Clinical trials for Alzheimer’s imaging agents may be gaining momentum with several promising trials in the works. Here’s a look inside:

  • The Dominantly Inherited Alzheimer’s Network-Therapeutic Trial (DIAN-TTU). Funded by a $4.2 million grant from the Alzheimer’s Association, DIAN-TTU leverages the DIAN network of 11 research centers that study individuals with genetic mutations (amyloid precursor protein, presenilin-1 and presenilin-2) linked with early onset Alzheimer’s. DIAN-TTU will develop the infrastructure to test drug therapies in these individuals before symptom onset. “This could be a watershed trial in terms of the information it provides about early-stage Alzheimer’s,” says Dean M. Hartley, PhD, director of science initiatives, medical and scientific relations, for the Alzheimer’s Association. The trial incorporates an adaptive design, which means if the first drugs aren’t working other agents may be substituted. Finally, if the trial demonstrates a role for anti-amyloid drugs, it could validate amyloid imaging.
  • The Alzheimer’s Prevention Initiative. This study focuses on a 5,000-member extended family in Columbia with an identified Alzheimer’s gene. The first clinical studies will test beta-amyloid therapies in pre-symptomatic individuals. Delay or prevention of Alzheimer’s in these individuals could help provide evidence for beta-amyloid as a therapeutic target.

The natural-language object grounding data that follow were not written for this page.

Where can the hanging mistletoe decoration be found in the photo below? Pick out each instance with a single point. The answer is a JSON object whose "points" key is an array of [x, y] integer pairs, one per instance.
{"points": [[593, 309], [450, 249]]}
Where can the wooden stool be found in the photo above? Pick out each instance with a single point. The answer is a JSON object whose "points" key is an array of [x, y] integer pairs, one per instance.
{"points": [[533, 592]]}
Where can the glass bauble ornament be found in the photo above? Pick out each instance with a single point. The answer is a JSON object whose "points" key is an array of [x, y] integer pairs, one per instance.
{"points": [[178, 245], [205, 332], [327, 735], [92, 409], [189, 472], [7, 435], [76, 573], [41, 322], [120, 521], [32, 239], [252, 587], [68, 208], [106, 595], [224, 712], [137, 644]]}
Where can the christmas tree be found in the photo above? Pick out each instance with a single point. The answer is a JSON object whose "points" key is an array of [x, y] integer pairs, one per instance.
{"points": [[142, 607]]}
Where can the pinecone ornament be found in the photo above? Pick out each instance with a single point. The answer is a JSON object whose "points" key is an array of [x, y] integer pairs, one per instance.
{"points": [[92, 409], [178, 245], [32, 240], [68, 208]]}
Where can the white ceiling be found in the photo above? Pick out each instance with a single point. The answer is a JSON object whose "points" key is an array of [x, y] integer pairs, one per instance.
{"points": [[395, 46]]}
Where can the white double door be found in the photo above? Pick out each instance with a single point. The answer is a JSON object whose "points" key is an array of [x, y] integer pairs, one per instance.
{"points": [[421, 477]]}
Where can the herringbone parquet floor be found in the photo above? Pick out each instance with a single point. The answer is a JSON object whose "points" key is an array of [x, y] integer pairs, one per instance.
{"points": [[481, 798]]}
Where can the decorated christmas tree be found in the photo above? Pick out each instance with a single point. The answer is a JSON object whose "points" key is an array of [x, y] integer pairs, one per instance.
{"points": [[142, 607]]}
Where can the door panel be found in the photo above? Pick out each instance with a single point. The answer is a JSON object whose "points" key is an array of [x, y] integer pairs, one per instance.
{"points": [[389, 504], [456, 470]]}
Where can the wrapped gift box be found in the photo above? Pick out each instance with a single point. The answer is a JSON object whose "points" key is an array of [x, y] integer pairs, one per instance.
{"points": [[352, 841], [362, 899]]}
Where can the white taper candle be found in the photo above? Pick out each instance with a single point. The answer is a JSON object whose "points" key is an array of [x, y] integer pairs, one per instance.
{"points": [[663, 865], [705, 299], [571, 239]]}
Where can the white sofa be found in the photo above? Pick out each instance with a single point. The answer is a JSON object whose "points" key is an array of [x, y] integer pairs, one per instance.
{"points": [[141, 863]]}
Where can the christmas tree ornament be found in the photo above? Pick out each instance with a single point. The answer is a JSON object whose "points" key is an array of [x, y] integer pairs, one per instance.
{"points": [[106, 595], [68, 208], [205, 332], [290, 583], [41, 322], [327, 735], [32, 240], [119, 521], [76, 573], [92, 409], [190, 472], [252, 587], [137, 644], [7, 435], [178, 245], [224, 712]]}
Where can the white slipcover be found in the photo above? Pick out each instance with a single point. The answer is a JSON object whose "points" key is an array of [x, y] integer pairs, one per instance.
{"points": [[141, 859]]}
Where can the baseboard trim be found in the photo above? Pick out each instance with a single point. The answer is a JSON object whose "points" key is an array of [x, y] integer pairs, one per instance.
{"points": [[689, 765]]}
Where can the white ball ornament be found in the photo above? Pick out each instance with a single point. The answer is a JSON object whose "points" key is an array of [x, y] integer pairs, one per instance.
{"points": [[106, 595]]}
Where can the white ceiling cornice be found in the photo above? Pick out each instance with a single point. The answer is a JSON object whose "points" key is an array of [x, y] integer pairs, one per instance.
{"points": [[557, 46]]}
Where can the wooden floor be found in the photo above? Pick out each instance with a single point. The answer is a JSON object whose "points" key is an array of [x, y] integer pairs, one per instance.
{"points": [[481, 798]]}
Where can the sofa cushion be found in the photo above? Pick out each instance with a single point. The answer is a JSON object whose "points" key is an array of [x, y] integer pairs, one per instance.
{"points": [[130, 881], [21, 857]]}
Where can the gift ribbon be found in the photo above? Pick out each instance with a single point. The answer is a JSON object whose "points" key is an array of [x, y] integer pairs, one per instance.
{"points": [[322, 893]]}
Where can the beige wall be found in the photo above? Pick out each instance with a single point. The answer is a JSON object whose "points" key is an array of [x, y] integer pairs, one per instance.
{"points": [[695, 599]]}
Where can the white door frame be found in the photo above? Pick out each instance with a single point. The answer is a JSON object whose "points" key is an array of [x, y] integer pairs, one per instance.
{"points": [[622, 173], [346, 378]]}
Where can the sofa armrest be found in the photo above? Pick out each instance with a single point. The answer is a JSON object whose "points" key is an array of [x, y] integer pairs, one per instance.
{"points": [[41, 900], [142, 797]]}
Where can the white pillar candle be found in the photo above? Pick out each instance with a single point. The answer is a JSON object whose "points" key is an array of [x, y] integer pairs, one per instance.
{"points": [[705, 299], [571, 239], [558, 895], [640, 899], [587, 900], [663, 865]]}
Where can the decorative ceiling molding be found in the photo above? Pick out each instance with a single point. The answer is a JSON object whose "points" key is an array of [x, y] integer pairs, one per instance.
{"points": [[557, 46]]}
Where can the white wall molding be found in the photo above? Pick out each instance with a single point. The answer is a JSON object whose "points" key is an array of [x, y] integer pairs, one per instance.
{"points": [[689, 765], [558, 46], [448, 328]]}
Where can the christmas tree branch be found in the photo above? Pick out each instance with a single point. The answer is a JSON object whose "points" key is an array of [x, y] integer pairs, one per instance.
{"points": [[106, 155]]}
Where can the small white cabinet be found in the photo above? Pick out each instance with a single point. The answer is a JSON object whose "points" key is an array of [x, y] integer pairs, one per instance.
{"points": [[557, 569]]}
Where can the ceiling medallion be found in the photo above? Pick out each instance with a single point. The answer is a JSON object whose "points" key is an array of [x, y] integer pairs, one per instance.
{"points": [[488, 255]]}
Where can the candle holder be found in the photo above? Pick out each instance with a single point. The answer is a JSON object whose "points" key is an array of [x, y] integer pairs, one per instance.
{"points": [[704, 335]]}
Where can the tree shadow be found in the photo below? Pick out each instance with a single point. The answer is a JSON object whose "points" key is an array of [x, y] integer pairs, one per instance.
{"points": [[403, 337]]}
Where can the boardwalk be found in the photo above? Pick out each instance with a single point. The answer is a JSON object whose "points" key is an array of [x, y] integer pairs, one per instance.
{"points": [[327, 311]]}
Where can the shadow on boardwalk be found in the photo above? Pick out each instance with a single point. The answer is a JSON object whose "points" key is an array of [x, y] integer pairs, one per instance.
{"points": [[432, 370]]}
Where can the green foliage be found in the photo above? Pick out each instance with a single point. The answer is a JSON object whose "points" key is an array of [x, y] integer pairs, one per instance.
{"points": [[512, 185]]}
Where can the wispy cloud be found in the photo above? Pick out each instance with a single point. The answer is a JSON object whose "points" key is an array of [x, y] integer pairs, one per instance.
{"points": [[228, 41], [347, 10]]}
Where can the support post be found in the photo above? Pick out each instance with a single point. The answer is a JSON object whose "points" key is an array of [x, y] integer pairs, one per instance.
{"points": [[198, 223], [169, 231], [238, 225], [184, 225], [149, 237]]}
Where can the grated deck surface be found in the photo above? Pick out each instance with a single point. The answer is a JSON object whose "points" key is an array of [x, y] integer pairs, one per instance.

  • The TOMORROW trial. This global phase III trial is focused on normal individuals at risk for Alzheimer’s disease on the basis of a risk assignment algorithm comprised of the apolipoprotein E (APOE) and translocase of outer mitochondrial membrane (TOMM) genotypes and age. The trial has two endpoints: the utility of the risk-based algorithm and the efficacy of an investigational drug, AD-4833, which will be randomly administered to high-risk individuals during the 5-year study.